Types of home equity financing
Home equity loans– A borrower can get money against the equity created with your home. The repayments are made in equal monthly installments over time, similar to a standard mortgage loan for a first home. The borrower gets a lump-sum payout at a fixed rate of interest for the housing loan duration. As the rate of interest is fixed, the borrower can plan to repay with discipline. With home equity loans, borrowers can get a large amount of cash to buy a second home at lower interest rates. A borrower must ensure to avoid any default in payments that would adversely impact their credit score.Home Equity Line of Credit- (HELOC)- A HELOC sounds similar to home equity loans. A HELOC works like a credit card. The borrower can withdraw funds whenever needed. The benefit of a HELOC is that you are bound to pay interest only when you withdraw funds..
The two important terms for a HELOC is draw and repayment period. The credit limit set by the lender is based on your credibility. You can withdraw funds as much you can within the limit. During the repayment period, you have to pay the interest charges for the funds utilized. The benefit is that the borrower has to pay only the interest charges and not the principal. Other benefits of HELOC are flexibility in use, quick source of funding, tax concessions, etc.
Another option to finance a second home is through a reverse mortgage. A reverse mortgage is available when you are 62 years old or more. Such loans are government-sponsored loans allowing borrowers to avail funds without requiring repayment until you leave or sell your home. A reverse mortgage is an attractive loan option for senior citizens wanting to buy a second home without giving away their savings.
Under this loan option, the interest accrues until it remains outstanding. The balance of payments keeps on increasing if the prices are not made. After the borrower’s death, the legal heirs are responsible for the exceptional loan if they wish to possess the asset. If the balance outstanding is high, lenders may force the legal heirs to sell the property.

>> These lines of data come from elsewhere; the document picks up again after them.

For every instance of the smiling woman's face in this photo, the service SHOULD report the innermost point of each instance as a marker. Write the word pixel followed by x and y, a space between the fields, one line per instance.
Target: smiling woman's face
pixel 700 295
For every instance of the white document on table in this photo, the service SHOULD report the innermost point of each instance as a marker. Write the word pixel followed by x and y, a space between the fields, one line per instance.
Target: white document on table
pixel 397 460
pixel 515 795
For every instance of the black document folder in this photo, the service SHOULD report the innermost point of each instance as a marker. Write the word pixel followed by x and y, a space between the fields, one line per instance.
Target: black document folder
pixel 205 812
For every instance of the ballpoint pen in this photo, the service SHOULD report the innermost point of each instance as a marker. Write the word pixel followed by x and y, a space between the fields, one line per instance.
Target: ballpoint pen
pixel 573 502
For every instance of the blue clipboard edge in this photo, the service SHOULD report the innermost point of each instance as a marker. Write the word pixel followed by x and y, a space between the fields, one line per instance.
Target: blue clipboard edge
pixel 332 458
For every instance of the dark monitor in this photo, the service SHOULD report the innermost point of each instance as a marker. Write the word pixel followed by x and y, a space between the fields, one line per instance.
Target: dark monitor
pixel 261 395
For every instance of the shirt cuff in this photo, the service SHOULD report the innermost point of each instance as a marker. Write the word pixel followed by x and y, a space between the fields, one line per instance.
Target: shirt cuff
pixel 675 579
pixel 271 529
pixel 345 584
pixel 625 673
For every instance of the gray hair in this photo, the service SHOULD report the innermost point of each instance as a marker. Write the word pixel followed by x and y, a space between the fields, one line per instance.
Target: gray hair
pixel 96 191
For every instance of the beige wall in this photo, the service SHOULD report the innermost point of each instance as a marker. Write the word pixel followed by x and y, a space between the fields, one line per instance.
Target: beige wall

Another way of arranging funds is cash-out refinance. Under this, you refinance your mortgage available at lower rates of interest than your current interest rate. The loan is against the difference between the equity and outstanding loan of your home. It increases your monthly payments as a larger amount is now exceptional.
Another exciting way to finance your second home is to find out a seller that already holds an FHA/VA loan. This means that you can take over the mortgage payments from the seller of the property. It is only possible when the seller has an outstanding FHA or VA loan at a lower rate of interest. If you are lucky, you can identify a seller wishing to sell his/her vacation home with an outstanding government-backed mortgage.